Cultural Sociology Series – Palgrave MacMillan

Jeffrey Alexander, Philip Smith, David Inglis and Ron Eyerman, editors




Jeffrey Alexander, Philip Smith and Matthew Norton, Editors

Interpreting Clifford Geertz: Cultural Investigation in the Social Sciences

Theorist Clifford Geertz’s influence extends far beyond anthropology. Indeed the case could be made that he has been abandoned by anthropology and that his legacy has been transferred to a more diffuse community of scholars interested in interpretation. This volume reflects the breadth of his influence, looking at Geertz as a theorist rather than as an anthropologist. To date, there has been no impartial, comprehensive, and authoritative work published on this critical figure. Contributors include an interdisciplinary team of leading scholars investigating the three core components of contested legacy: theory, method, and writing.

Anne Kane

Constructing Irish Nationalist Identity:
Ritual and Discourse during the Land War, 1879-1882

A major statement in both historical and cultural sociology,Constructing Irish Nationalist Identity: Ritual and Discourse during the Land War, 1879-1882, provides a theoretical and methodological model for analyzing symbolic and social transformation in major historical events. Synthesizing the strong program in cultural sociology with eventful temporality, Anne Kane demonstrates the construction of political alliance and the emergence of a counter hegemonic cultural structure over the course of a political movement and campaign. Through deep analysis of the discursive struggles of contentious participants–tenant farmers, nationalists, and the Irish Catholic Church–in the multitudinous enchained ritualistic events of the Irish Land War, Kane illuminates the construction of a reconfigured Irish Nationalist Identity.
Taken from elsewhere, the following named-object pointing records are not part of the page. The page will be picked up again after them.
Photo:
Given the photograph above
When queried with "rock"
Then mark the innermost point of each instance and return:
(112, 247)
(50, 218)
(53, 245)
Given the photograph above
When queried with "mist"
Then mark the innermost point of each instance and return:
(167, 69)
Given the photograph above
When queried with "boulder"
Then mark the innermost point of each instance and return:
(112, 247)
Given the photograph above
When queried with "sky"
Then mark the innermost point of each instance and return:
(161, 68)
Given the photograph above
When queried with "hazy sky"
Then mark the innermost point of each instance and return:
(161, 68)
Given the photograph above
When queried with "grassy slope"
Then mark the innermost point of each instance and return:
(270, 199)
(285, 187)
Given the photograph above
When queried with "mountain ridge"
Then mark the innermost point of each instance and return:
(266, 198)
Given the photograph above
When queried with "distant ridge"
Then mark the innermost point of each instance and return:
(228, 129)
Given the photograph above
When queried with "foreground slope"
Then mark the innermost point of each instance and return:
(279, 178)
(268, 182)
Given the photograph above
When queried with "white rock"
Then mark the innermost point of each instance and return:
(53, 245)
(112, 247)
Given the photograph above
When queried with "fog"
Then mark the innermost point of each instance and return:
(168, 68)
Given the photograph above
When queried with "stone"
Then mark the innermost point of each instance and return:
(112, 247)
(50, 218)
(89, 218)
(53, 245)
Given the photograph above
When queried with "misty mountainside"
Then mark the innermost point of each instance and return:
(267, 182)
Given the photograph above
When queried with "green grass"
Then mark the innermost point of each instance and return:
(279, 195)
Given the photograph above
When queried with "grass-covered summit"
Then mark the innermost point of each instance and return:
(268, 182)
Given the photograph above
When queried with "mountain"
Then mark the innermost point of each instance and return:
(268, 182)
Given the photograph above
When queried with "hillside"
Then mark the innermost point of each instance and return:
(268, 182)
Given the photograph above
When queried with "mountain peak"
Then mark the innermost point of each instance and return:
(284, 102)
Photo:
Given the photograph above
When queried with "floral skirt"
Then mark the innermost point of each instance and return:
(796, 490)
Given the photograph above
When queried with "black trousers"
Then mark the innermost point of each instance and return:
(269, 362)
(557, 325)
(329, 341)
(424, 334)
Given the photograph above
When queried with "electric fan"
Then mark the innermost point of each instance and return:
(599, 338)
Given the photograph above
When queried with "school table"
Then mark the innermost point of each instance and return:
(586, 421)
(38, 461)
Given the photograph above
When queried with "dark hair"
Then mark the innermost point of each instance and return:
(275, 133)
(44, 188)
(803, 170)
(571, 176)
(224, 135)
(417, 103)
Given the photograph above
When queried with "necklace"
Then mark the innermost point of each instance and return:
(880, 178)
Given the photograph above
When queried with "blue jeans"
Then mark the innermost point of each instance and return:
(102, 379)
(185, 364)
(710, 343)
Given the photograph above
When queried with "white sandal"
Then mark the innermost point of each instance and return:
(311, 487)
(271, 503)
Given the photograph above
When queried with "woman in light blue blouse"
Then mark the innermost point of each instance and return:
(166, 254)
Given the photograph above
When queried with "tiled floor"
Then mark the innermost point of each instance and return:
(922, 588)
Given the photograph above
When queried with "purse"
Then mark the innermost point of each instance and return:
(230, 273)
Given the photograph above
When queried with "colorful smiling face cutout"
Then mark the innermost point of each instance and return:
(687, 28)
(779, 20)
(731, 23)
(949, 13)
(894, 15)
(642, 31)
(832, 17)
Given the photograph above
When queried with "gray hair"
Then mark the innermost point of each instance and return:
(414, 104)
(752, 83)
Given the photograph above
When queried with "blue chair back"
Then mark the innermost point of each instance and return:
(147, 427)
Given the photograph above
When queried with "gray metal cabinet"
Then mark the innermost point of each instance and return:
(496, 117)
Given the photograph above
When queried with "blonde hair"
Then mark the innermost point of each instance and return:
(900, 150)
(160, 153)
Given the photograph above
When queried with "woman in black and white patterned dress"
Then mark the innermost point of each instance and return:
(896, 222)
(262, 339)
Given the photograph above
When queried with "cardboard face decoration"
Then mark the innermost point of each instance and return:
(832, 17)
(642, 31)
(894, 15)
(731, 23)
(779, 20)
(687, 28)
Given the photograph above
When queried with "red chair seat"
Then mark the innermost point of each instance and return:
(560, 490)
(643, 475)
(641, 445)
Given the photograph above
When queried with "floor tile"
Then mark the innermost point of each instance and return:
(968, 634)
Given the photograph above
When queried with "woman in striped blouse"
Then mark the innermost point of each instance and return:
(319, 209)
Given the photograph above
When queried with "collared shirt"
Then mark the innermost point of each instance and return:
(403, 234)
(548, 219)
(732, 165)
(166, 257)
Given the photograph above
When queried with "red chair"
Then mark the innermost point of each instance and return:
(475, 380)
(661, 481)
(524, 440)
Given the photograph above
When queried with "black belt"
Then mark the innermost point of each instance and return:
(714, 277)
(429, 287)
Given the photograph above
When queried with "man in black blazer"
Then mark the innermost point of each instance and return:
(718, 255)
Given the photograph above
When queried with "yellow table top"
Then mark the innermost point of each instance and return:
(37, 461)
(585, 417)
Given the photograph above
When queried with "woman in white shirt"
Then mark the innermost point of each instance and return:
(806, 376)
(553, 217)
Jeffrey C. Alexander, Dominik Bartmanski, and Bernhard Giesen, Editors

Iconic Power: Materiality and Meaning in Social Life

Iconic Power is a collection of original articles that explores social aspects of the phenomenon of icon. Having experienced the benefits and realized the limitations of so called “linguistic turn,” sociology has recently acknowledged a need to further expand its horizons. “Visual sociology” is emerging as a separate field and prominent scholars announce the coming of “the pictorial turn.” The methods and themes taken up in these studies respond to this shift in social scientific interest. Each contribution to this book carefully tests the analytic purchase and empirical implications of iconicity. If we can succeed in understanding the iconic, we should be able to know our culture much better.